L'uomo più stimato da Donald Trump potrebbe aver dato davvero un "piccolo impulso" all'accordo di tregua e rilascio degli ostaggi dopo settimane di marasma.

(Keystone-ATS) Prima di volare a Mosca, a Doha Steve Witkoff, che in Qatar non ha incontrato personalmente i rappresentanti di Hamas, ha presentato ai negoziatori un “piano di mediazione” da sottoporre a Israele e Hamas che prevede il rilascio di 3-5 rapiti vivi e 3-5 deceduti in cambio di un cessate il fuoco di 50 giorni, durante i quali i colloqui continueranno per sviluppare l’accordo. La nuova proposta americana, riferita da Axios, prevede anche che Israele riapra i valichi chiusi nei giorni scorsi e faccia passare i camion con gli aiuti umanitari verso Gaza.

Lo Stato ebraico avrebbe rilanciato chiedendo un aumento del numero di ostaggi da rilasciare, ma in linea generale ha dato “una risposta positiva” all’ultima bozza di Witkoff. Mentre Qatar ed Egitto stanno ancora aspettando la decisione di Hamas, dopo avergli tramesso i dettagli mercoledì sera. L’organizzazione fondamentalista potrebbe modificare il suo atteggiamento di rifiuto tenuto nelle ultime settimane anche per via del Ramadan in corso: che la guerra riprenda nel mese santo del digiuno per i musulmani, dopo un’eventuale risposta negativa, avrebbe delle ricadute politiche gravi nella Striscia. Se invece si dovesse raggiungere un’intesa di cessate il fuoco a lungo termine, che comprende l’intero mese di Ramadan e la Pasqua ebraica fino al 20 aprile, Hamas dovrà restituire tutti gli ostaggi rimasti, vivi e morti, l’ultimo giorno della proroga temporanea della tregua, prima che entri in vigore il cessate il fuoco effettivo.

Verso espansione Accordi di Abramo

Dietro le quinte, scrivono gli analisti israeliani, Witkoff e Trump vogliono andare avanti con la fase due, come parte del loro “grande piano” per ridisegnare l’ordine mondiale. A cominciare dall’accordo con Riad: tra un mese e mezzo infatti il presidente USA dovrebbe visitare l’Arabia Saudita con l’obiettivo di incassare la normalizzazione in Medio Oriente, oltre che espandere gli Accordi di Abramo, con l’inclusione di diversi Paesi arabi e musulmani, tra cui Siria, Libano, Indonesia e Malesia. Gli Usa ritengono che al momento anche un rilascio limitato di ostaggi potrebbe aiutarli nel loro piano più ampio. Un ostacolo potrebbe essere però Benyamin Netanyahu, che si sta opponendo con tutte le forze al passaggio dell’accordo alla seconda fase e continua a mantenere le sue truppe nel corridoio Filadelfia, al confine tra Gaza e il Sinai egiziano.

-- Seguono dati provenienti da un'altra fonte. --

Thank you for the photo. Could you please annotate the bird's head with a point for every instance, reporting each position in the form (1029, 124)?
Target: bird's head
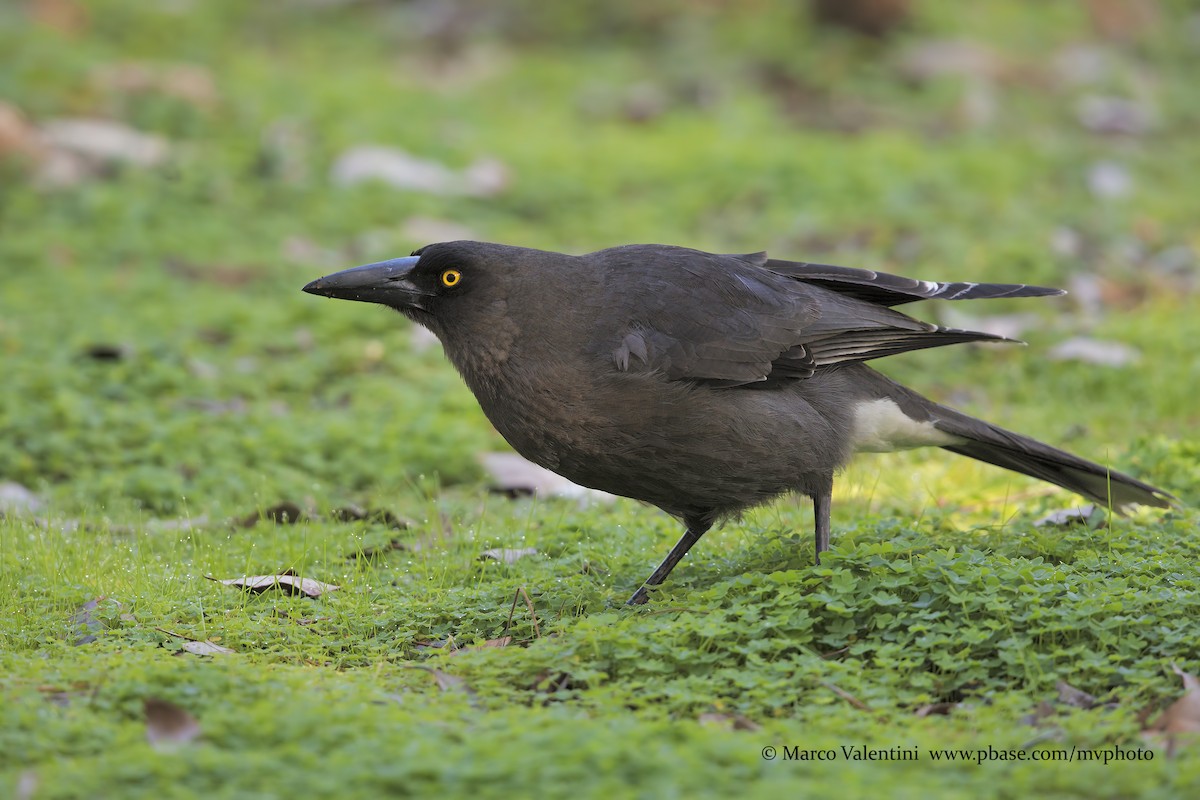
(478, 298)
(424, 286)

A Washington le difficoltà politiche di Netanyahu in patria sono chiare, ma la Casa Bianca sembrerebbe determinata a non farsi frenare nel suo progetto.

Da ONU nuove accuse di genocidio

Nel frattempo, una nuova pesante accusa è arrivata da Ginevra, dove la Commissione di inchiesta delle Nazioni Unite ha affermato che Israele ha “attaccato e distrutto intenzionalmente” il principale centro di fertilità del territorio palestinese a Gaza. Secondo la Commissione, il bombardamento “era una misura destinata a prevenire le nascite di palestinesi a Gaza, un atto genocida”. Israele ha respinto con veemenza le affermazioni, a cominciare dalla Commissione civile sui crimini di Hamas del 7 ottobre contro donne e bambini: “Il rapporto dell’Onu segue il modello di creare un falso paragone tra Israele e Hamas. Questo paragone morale è doloroso e sbagliato perché il suo scopo è quello di stabilire false narrazioni storiche e infligge danni irreparabili sia alle vittime che alla giustizia”, ha detto Cochav Elkayam-Levy, capo della Commissione israeliana. E il ministero degli Esteri ha definito il documento “una delle peggiori calunnie della storia”.